Het pedagogisch beleidsplan is geen onderdeel van deze inspectie.

Pedagogische praktijk

Er is een observatie uitgevoerd op een donderdagochtend in de zomervakantie, kinderen waren vrij aan het spelen en tijdens het fruit eten.

Zorgdragen voor de uitvoering van het pedagogisch beleidsplan

De beroepskrachten handelen volgens de uitgangspunten en werkinstructies in het pedagogisch beleidsplan.

Interview beroepskrachten

Beroepskracht vertelt dat er regelmatig een teamoverleg is en daarnaast ook kindbesprekingen.

Iedere beroepskracht heeft enkele mentor kinderen. Er wordt gewerkt met drie leeftijdsgroepen die zijn ingedeeld in verschillende ruimtes, kamer 1, kamer 2, kamer 3. De beroepskrachten rouleren op deze kamers zodat ze alle kinderen goed kunnen leren kennen. De kinderen komen uit school naar hun kamer voor eten en drinken. Er wordt dan besproken welke activiteiten er zijn. Kinderen kunnen daarna in alle kamers gaan spelen.
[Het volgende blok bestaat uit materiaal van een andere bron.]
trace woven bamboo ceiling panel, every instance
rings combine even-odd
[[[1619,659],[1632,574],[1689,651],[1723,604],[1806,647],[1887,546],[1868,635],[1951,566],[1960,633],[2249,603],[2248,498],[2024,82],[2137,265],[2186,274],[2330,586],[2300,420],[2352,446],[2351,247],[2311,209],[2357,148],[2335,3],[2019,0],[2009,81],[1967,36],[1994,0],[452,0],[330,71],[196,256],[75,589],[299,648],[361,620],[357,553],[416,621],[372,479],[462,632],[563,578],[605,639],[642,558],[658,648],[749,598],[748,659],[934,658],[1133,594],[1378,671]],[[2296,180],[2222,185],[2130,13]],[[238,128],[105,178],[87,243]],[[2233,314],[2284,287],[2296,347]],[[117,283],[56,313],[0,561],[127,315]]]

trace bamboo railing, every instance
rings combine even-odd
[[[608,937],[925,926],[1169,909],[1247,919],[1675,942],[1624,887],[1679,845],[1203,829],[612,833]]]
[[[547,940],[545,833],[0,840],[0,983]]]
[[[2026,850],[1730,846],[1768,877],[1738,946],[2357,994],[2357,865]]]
Zorgdragen voor het waarborgen van de emotionele veiligheid

De beroepskrachten laten merken dat ze de kinderen accepteren zoals ze zijn; ze geven

complimentjes, maken grapjes, knuffelen, hebben oogcontact en treden bemoedigend op als een kind dat nodig heeft.

De kinderen spelen in kleine groepjes, beroepskrachten gaan naar ze toe, informeren hoe het gaat, er zijn gesprekjes. De kinderen gaan ook naar de beroepskrachten toe als zij even in de keuken zijn, voor wat aandacht, een praatje. Kinderen krijgen als dat past een complimentje of een aai over de bol.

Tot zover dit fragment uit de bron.